La persecución y asesinato de personas por el mero hecho de ser cristianas es totalmente inaceptable. El Papa está insistiendo en la necesidad de tomar medidas concretas para defender a los cristianos perseguidos. Lo que está ocurriendo en Siria, Libia, Kenia y un largo etcétera, es la conjunción de la violencia religiosa con la violencia anti-religiosa. Violencia religiosa porque apela al nombre de Dios. En realidad es una apelación blasfema a más no poder. Y violencia anti-religiosa, con el agravante de que se dirige precisamente a los creyentes de una religión que, en sus distintas confesiones, más trabajan por la paz y más claramente han pedido perdón por las injusticias cometidas en el pasado en nombre de Dios.
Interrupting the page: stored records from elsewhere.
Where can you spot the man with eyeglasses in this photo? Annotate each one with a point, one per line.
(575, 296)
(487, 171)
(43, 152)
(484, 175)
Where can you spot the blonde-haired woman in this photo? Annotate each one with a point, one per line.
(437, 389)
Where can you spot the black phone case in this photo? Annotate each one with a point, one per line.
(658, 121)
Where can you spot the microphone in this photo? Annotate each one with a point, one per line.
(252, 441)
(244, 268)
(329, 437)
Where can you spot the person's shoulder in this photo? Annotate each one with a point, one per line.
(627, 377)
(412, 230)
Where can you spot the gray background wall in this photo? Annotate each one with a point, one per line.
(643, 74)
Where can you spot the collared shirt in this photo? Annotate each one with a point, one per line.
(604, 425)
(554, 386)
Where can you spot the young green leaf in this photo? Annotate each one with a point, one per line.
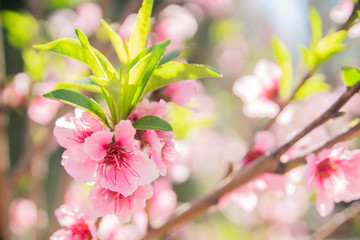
(83, 84)
(350, 76)
(283, 58)
(171, 56)
(117, 43)
(313, 85)
(152, 122)
(137, 41)
(329, 45)
(98, 69)
(78, 100)
(72, 48)
(172, 72)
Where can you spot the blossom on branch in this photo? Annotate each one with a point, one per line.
(333, 174)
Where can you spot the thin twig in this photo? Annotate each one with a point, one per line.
(336, 221)
(266, 163)
(349, 134)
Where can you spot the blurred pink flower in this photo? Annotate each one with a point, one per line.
(216, 8)
(42, 110)
(246, 197)
(162, 203)
(105, 201)
(23, 215)
(181, 92)
(121, 165)
(157, 144)
(110, 228)
(333, 174)
(259, 90)
(177, 24)
(77, 224)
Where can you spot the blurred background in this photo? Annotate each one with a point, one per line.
(213, 132)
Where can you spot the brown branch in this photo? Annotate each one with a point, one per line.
(336, 221)
(266, 163)
(349, 134)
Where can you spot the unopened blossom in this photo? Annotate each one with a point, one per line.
(157, 144)
(77, 224)
(121, 165)
(258, 91)
(334, 175)
(105, 201)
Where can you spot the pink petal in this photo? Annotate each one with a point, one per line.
(96, 145)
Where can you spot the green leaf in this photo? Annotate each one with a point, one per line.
(152, 122)
(72, 48)
(137, 41)
(78, 100)
(90, 56)
(313, 85)
(21, 28)
(83, 84)
(316, 27)
(329, 45)
(172, 72)
(350, 76)
(283, 58)
(171, 56)
(117, 43)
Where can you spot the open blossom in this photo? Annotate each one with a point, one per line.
(334, 175)
(105, 201)
(121, 165)
(259, 90)
(157, 144)
(78, 224)
(71, 133)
¿Qué hacer cuando uno es víctima de la violencia anti-religiosa? ¿No cabe otra salida que aceptar pasivamente el martirio? Juan Pablo II dijo que la compatibilidad del amor con la justicia pasa por el perdón, no por la venganza. Este gran principio vale una vez que se ha sufrido un atropello. Pero hay una cuestión previa: ¿tiene uno derecho a defenderse ante injustas agresiones? Pablo VI, en la Populorum Progressio, consideró que, en algunos casos, pudiera ser legítimo el uso de la violencia defensiva. Y es doctrina eclesial que los gobernantes tienen la obligación de defender a los ciudadanos ante injustas agresiones. ¿No cabría aplicar estos principios ante la actual violencia anti-cristiana?
La discusión, a mi entender, no está a nivel de principios, sino de medios. En este terreno siempre nos encontramos con las inevitables ambigüedades de lo humano, con el peligro de cometer excesos. Cuando el diálogo es imposible, ¿sería legítimo usar la fuerza siempre que el objetivo fuera precisamente el diálogo, aunque fuera sobre algunas ruinas? En situaciones de violencia y persecución, ¿cómo activar soluciones imaginativas inspiradas en el evangelio, que pasen por la no violencia? Gandhi en la India, Martín Luther King en Norteamérica, o los grupos de Solidarnosc en Polonia encontraron soluciones no violentas ante Gobiernos que, de una u otra forma, apelaban a la ley.
Pero los que asesinan a cristianos en Siria, Irak o Kenia, o los que queman Iglesias en Nigeria y Pakistán, son grupos ante los que cualquier respuesta no violenta carece de efecto. Lo único que cabe es presionar a las instancias internacionales o a los gobiernos árabes moderados para que tomen cartas en el asunto, evacuando a los que están en peligro, y dejando solos a los asesinos que, entonces, quizás terminarán asesinándose entre ellos. Cuando queremos proponer soluciones concretas, aparecen las dificultades. ¿Pero podemos quedarnos cruzados de brazos porque algunas ambigüedades empañen el resultado?